All of lore.kernel.org
 help / color / mirror / Atom feed
From: Maxim Patlasov <mpatlasov@parallels.com>
To: Ming Lei <ming.lei@canonical.com>
Cc: Jens Axboe <axboe@kernel.dk>,
	Christoph Hellwig <hch@infradead.org>,
	"Linux Kernel Mailing List" <linux-kernel@vger.kernel.org>,
	Andrew Morton <akpm@linux-foundation.org>,
	Dave Kleikamp <dave.kleikamp@oracle.com>,
	"Zach Brown" <zab@zabbo.net>, Benjamin LaHaise <bcrl@kvack.org>,
	Kent Overstreet <kmo@daterainc.com>, AIO <linux-aio@kvack.org>,
	Linux FS Devel <linux-fsdevel@vger.kernel.org>,
	Dave Chinner <david@fromorbit.com>
Subject: Re: [PATCH v1 5/9] block: loop: convert to blk-mq
Date: Fri, 29 Aug 2014 15:14:45 +0400	[thread overview]
Message-ID: <540060A5.1030502@parallels.com> (raw)
In-Reply-To: <CACVXFVOx6n88kFhCk60YOfVa22qw1B3Gs0+Mj_ng2T5zy1Wb3A@mail.gmail.com>

On 08/28/2014 06:06 AM, Ming Lei wrote:
> On 8/28/14, Maxim Patlasov <mpatlasov@parallels.com> wrote:
>> On 08/21/2014 09:44 AM, Ming Lei wrote:
>>> On Wed, Aug 20, 2014 at 4:50 AM, Jens Axboe <axboe@kernel.dk> wrote:
>>>
>>>> Reworked a bit more:
>>>>
>>>> http://git.kernel.dk/?p=linux-block.git;a=commit;h=a323185a761b9a54dc340d383695b4205ea258b6
>>> One big problem of the commit is that it is basically a serialized
>>> workqueue
>>> because of single &hctx->run_work, and per-req work_struct has to be
>>> used for concurrent implementation.  So looks the approach isn't flexible
>>> enough compared with doing that in driver, or any idea about how to fix
>>> that?
>>>
>> I'm interested what's the price of handling requests in a separate
>> thread at large. I used the following fio script:
>>
>>       [global]
>>       direct=1
>>       bsrange=512-512
>>       timeout=10
>>       numjobs=1
>>       ioengine=sync
>>
>>       filename=/dev/loop0 # or /dev/nullb0
>>
>>       [f1]
>>       rw=randwrite
>>
>> to compare the performance of:
>>
>> 1) /dev/loop0 of 3.17.0-rc1 with Ming's patches applied -- 11K iops
> If you enable BLK_MQ_F_WQ_CONTEXT, it isn't strange to see this
> result since blk-mq implements a serialized workqueue.

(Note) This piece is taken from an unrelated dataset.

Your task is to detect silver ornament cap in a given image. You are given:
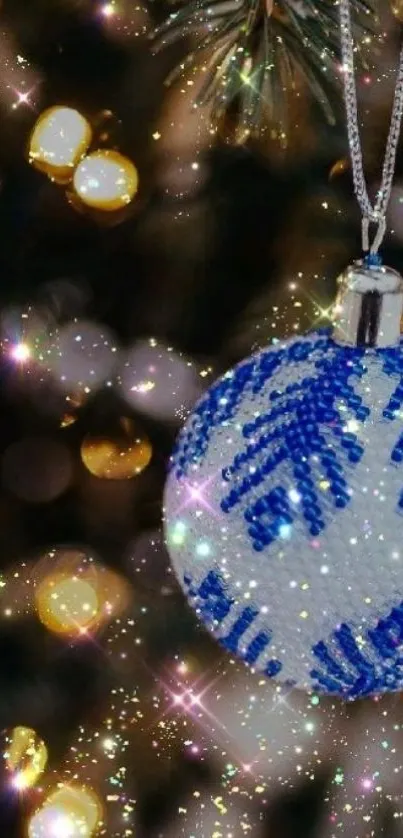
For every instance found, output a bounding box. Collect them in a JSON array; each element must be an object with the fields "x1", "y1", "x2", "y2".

BLK_MQ_F_WQ_CONTEXT is not in 3.17.0-rc1, so I couldn't enable it.

>
>> 2) the same as above, but call loop_queue_work() directly from
>> loop_queue_rq() -- 270K iops
>> 3) /dev/nullb0 of 3.17.0-rc1 -- 380K iops
> In my recent investigation and discussion with Jens, using workqueue
> may introduce some regression for cases like loop over null_blk, tmpfs.
>
> And 270K vs. 380K is a bit similar with my result, and it was observed that
> context switch is increased by more than 50% with introducing workqueue.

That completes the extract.